Carol: My guess is that pretty much everyone commenting here has and continues to, read the GGTF case. I also agree that Eric can be harsh and his use of certain words offends people. Likewise others in this case also didn't act very well.

Personally I think the term he used or the references you used are only offensive if people let them be and a lot of folks seem to be acting like children about using "naughty" words and language. Personally, I agree with your metaphor and it suits the situation quite well because I think parties on both sides of this debate are getting screwed and I don't think the Arbcom result is going to do anything but make sure no one wants to touch any gender/gender gap related articles.

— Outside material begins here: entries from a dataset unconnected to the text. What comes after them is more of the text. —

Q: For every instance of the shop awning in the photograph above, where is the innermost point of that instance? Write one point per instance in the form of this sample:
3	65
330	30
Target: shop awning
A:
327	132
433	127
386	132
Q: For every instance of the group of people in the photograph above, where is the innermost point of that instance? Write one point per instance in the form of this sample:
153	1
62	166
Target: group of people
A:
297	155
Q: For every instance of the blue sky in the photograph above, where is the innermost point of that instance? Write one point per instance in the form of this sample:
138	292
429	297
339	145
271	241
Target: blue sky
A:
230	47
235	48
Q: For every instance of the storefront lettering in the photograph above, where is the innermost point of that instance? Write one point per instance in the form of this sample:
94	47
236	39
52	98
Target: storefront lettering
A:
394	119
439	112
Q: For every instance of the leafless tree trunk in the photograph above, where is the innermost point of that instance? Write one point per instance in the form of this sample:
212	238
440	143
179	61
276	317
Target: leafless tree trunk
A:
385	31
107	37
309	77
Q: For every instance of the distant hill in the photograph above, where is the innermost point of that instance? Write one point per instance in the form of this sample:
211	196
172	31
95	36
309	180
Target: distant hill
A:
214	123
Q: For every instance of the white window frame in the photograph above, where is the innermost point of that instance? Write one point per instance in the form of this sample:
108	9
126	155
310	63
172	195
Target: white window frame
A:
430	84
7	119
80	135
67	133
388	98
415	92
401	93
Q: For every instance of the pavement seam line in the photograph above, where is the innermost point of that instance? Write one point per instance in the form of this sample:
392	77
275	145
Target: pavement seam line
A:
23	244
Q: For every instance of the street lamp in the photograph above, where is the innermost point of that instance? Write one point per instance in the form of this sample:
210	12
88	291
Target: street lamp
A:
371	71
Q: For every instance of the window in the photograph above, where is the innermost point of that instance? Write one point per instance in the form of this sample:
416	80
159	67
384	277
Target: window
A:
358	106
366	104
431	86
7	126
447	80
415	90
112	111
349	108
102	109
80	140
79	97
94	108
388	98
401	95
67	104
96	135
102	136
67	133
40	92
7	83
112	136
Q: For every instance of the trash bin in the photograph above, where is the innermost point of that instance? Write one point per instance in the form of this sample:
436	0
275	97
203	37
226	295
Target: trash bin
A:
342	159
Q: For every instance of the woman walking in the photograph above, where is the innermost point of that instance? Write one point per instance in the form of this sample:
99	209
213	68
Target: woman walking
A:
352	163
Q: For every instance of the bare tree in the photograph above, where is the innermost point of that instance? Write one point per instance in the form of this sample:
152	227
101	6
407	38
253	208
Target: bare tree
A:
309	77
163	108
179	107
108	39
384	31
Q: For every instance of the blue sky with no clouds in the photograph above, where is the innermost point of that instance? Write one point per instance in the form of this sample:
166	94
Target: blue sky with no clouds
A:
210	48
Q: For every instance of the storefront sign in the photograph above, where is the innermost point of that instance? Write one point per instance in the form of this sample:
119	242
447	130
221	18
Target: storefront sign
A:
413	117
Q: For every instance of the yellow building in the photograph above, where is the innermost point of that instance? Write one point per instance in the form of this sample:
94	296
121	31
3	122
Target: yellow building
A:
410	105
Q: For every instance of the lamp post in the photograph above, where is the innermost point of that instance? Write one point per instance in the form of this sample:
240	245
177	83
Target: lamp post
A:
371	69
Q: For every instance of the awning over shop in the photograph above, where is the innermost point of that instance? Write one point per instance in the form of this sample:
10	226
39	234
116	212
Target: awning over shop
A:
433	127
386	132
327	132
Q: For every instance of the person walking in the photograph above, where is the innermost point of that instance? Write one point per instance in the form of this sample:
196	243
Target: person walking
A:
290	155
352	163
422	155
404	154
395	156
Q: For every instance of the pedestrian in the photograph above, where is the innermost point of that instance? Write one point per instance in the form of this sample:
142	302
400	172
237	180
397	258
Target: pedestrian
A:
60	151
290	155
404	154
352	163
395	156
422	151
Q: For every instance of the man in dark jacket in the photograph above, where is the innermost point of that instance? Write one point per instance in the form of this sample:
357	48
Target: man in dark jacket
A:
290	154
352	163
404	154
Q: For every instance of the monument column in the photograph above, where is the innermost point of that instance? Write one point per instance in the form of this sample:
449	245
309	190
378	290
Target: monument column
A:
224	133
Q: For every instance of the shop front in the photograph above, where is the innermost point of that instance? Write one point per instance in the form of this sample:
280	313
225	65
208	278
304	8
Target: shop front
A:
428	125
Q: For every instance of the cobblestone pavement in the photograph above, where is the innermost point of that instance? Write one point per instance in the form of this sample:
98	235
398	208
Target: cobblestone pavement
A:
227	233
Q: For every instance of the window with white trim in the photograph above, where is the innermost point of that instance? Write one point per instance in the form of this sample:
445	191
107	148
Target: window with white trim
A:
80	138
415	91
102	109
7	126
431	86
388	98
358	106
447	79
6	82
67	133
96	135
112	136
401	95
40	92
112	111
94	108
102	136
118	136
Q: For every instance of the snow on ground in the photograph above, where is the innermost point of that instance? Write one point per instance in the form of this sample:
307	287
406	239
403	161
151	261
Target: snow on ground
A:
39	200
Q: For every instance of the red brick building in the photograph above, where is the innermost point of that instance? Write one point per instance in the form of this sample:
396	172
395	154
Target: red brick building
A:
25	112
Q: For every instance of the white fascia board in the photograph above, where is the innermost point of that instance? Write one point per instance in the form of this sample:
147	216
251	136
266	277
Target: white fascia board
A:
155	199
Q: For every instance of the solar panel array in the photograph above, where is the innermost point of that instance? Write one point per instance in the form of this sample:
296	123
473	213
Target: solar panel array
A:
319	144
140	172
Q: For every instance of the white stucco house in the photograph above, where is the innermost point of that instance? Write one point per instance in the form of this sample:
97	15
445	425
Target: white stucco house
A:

Its also noteworthy that disruption of talk pages is a common tactic used on WP by both sides of arguments, that's not an Eric specific thing but I do agree that needs to be addressed as an institutional problem on the project in general including the Arbcom. Turning pages into a battle grounds to justify blocks are something I have become familiar with lately.

Sarah: My guess is that calling one Mr. and one Carol is because they do not know if its Miss, Ms. or Mrs and Mr. is what it is. I doubt its deliberately being disrespectful to her.


On Thu, Nov 27, 2014 at 12:31 PM, Sarah Stierch <sarah.stierch@gmail.com> wrote:
I must admit, I'm really fascinated by the fact that Eric Corbett is being called "Mr. Corbett" and Carol Moore is being called "Carol Moore' in some of these conversations. 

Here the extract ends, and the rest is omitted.